This is an automated email from the ASF dual-hosted git repository.
yiguolei pushed a commit to branch master
in repository https://gitbox.apache.org/repos/asf/doris.git
The following commit(s) were added to refs/heads/master by this push:
new 78abb40fdc [improvement](string) throw exception instead of log fatal
if string column exceed total size limit (#17989)
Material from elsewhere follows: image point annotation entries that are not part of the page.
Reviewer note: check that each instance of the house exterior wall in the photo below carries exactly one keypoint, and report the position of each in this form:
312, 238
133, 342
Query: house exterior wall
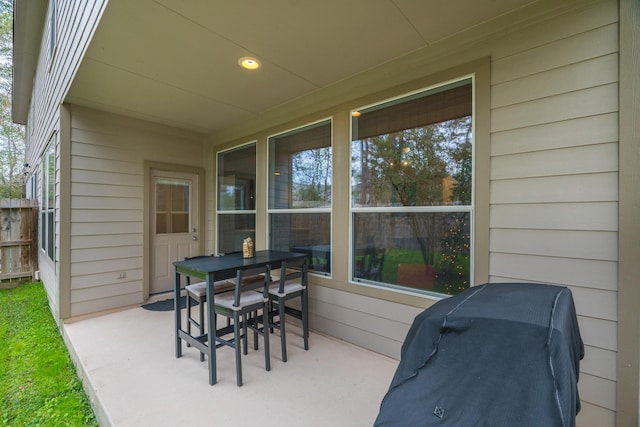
108, 155
554, 177
65, 37
552, 173
551, 166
78abb40fdc is described below
commit 78abb40fdc5118c3e14698ecaf45c1f388862915
Author: TengJianPing <[email protected]>
AuthorDate: Mon Mar 27 08:55:26 2023 +0800
[improvement](string) throw exception instead of log fatal if string column
exceed total size limit (#17989)
Throw exception instead of log fatal if string column exceed total size
limit, so that we can catch it and let query fail, instead of causing be exit.
---
be/src/olap/rowset/segment_v2/segment_iterator.cpp | 10 +++
be/src/olap/rowset/segment_v2/segment_iterator.h | 2 +
be/src/vec/columns/column_string.h | 7 +-
be/src/vec/common/sort/sorter.cpp | 8 ++-
be/src/vec/core/block_spill_writer.cpp | 10 ++-
be/src/vec/exec/join/vhash_join_node.cpp | 67 +++++++++---------
be/src/vec/exprs/vexpr_context.cpp | 9 ++-
.../string/test_string_column_max_leng.csv | 15 ++++
.../datatype_p0/string/test_string_basic.groovy | 80 ++++++++++++++++++++++
9 files changed, 168 insertions(+), 40 deletions(-)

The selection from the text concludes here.